Le Parquet national financier (PNF) a annoncé avoir procédé hier au classement sans suite de la plainte déposée en 2021 contre Patrick Pouyanné et contre X par Greenpeace France, Anticor et la Sphinx pour les délits de prise illégale d’intérêts et de favoritisme.
Les associations plaignantes sont extrêmement surprises qu’à l’issue de son enquête, le PNF ait considéré les infractions dénoncées insuffisamment caractérisées, et ce contrairement à la jurisprudence la plus rigoureuse en matière de prise illégale d’intérêts.
Pour rappel, il était reproché à Patrick Pouyanné d’avoir abusé de sa position de membre du Conseil d’administration de Polytechnique concernant un projet d’implantation d’un centre de recherches de TotalEnergies au sein du campus. Sous la pression des associations et de la mobilisation de nombreux étudiants et enseignants, le projet avait finalement été abandonné. L’indépendance de l’enseignement supérieur public est en jeu dans ce dossier qui avait trait à une tentative de capture par le privé de la formation des chercheurs et des décideurs publics.
Pour Bastien Cuq, secrétaire général de la Sphinx : « Ce dossier a permis de dénoncer la grande opacité du financement des établissements d’enseignement supérieur par les entreprises fossiles. À ce jour, l’École polytechnique persiste dans son refus de faire la transparence sur le contenu de ses partenariats avec TotalEnergies. Nous continuerons à nous mobiliser pour obtenir la publicité de ces contrats et la mise en place de mécanismes de prévention des conflits d’intérêts dans la gouvernance de l’établissement ».
Cette procédure constituait l’unique affaire judiciaire pénale connue contre le PDG de la plus puissante multinationale française, malgré les mises en cause régulières de la major, notamment pour des atteintes à la probité.

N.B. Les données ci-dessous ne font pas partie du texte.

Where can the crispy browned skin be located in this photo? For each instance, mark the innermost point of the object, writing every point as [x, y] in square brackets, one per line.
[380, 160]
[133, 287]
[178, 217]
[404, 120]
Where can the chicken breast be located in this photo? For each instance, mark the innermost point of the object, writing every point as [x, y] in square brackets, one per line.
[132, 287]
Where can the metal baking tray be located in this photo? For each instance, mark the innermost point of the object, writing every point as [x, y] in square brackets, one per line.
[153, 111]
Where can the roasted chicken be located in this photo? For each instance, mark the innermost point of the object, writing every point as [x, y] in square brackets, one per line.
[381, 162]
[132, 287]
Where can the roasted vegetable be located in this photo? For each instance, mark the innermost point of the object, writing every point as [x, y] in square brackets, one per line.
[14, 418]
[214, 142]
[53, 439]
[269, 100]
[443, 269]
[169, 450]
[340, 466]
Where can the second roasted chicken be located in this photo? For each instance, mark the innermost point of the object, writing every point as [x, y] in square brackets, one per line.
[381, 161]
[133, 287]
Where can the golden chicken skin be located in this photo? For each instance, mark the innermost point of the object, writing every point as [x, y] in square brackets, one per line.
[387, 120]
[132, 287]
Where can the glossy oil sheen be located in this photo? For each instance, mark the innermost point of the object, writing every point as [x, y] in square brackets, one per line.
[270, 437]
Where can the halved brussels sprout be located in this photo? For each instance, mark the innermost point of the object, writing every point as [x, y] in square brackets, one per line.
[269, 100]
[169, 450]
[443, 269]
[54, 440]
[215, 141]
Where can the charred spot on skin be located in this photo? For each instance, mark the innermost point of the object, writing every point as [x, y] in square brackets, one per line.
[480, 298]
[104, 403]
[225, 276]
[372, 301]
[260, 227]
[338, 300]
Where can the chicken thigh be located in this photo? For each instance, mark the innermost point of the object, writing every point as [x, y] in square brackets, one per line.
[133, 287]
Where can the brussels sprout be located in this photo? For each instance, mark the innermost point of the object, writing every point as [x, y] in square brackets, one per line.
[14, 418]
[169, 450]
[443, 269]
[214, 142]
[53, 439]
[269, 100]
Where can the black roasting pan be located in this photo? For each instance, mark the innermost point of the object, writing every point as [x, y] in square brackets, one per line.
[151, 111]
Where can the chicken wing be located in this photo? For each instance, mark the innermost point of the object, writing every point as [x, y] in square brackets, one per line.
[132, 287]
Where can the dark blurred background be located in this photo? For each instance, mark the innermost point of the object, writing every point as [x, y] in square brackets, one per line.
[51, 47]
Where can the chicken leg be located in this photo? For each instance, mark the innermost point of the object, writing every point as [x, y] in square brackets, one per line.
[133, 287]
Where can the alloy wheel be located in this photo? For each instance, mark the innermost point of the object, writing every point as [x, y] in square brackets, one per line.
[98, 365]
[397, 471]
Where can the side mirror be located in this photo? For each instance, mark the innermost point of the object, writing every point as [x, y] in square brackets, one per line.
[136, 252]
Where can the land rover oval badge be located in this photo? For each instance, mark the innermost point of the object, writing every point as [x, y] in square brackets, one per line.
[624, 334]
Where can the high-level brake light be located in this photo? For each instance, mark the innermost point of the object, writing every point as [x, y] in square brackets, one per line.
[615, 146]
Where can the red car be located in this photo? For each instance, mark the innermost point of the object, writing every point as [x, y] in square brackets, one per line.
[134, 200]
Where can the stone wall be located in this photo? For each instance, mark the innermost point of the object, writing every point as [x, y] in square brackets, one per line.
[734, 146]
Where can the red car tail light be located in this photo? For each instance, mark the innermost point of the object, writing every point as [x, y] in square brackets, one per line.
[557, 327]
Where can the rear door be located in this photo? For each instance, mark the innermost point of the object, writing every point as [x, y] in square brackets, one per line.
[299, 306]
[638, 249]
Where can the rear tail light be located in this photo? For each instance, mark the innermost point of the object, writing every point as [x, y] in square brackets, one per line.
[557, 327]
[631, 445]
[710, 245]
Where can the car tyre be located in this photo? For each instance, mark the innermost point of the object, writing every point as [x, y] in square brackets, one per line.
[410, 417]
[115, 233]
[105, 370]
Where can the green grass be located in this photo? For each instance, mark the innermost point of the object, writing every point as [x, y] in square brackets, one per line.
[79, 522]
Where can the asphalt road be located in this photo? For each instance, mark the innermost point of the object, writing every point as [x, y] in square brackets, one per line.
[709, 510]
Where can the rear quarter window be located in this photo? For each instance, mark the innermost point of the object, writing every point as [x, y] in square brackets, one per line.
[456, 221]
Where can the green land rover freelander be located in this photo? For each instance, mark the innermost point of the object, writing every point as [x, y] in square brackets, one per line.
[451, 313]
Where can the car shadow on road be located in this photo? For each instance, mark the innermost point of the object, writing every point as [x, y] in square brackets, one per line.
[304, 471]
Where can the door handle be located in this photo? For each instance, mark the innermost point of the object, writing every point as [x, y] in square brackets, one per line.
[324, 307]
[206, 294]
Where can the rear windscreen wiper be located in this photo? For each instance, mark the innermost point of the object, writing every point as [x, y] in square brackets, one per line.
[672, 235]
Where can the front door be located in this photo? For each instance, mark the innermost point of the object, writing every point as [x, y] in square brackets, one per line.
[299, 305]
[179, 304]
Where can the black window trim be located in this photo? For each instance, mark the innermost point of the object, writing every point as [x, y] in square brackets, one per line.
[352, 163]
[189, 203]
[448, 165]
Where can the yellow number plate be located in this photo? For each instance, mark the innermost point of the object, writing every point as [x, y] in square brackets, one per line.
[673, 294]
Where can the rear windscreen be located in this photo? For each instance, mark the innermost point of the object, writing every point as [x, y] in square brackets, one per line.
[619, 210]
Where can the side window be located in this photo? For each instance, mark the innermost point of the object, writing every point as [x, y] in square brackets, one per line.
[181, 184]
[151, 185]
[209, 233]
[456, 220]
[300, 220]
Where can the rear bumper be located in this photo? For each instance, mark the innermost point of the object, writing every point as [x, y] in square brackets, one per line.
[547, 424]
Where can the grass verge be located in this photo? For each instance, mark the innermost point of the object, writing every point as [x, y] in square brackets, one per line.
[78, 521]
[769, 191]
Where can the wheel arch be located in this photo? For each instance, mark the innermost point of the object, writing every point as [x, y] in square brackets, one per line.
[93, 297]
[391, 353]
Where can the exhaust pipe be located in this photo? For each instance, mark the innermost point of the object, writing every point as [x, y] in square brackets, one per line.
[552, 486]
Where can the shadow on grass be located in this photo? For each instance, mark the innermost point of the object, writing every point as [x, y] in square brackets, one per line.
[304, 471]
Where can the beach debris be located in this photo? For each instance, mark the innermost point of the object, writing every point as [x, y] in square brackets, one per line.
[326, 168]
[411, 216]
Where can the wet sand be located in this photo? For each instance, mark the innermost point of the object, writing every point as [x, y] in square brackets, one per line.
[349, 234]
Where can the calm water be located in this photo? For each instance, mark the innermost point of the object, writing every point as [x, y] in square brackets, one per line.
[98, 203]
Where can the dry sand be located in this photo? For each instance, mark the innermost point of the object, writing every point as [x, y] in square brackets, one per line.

Pour Clara Gonzales, juriste à Greenpeace France : « Le classement sans suite n’efface pas la défaite de la tentative d’infiltration de TotalEnergies, qui a abandonné son projet en 2022. Cette affaire n’est pas uniquement l’affaire Patrick Pouyanné : c’est tout un système, celui de l’entrisme des intérêts économiques privés, des tentatives d’influences de TotalEnergies sur la recherche, qui est concerné, et face auquel l’impunité ne doit pas être la règle ».
Cette décision constitue un recul dans la lutte contre les infractions à la probité qui inquiète les plaignantes.
Les associations regrettent qu’un dossier visant une personnalité particulièrement influente, une multinationale française et une institution publique de premier plan, n’ait pas conduit à la désignation d’un juge d’instruction indépendant du pouvoir exécutif.
Anticor, La Sphinx et Greenpeace France réfléchissent au dépôt d’une plainte avec constitution de partie civile afin que soit désigné un juge d’instruction.
Pour Inès Bernard, déléguée générale d’Anticor : « Anticor déplore que le PNF n’ait pas fait le choix de confier les investigations à un juge d’instruction, indépendant du pouvoir exécutif, eu égard à la gravité des faits et à la fonction de Patrick Pouyanné, PDG de la multinationale Total. L’intervention d’Anticor dans ce dossier devait permettre de contourner un éventuel classement sans suite. Le refus du gouvernement de renouveler l’agrément d’Anticor, prive les citoyens de cette possibilité car dans ces conditions, la saisine d’un juge d’instruction est incertaine ».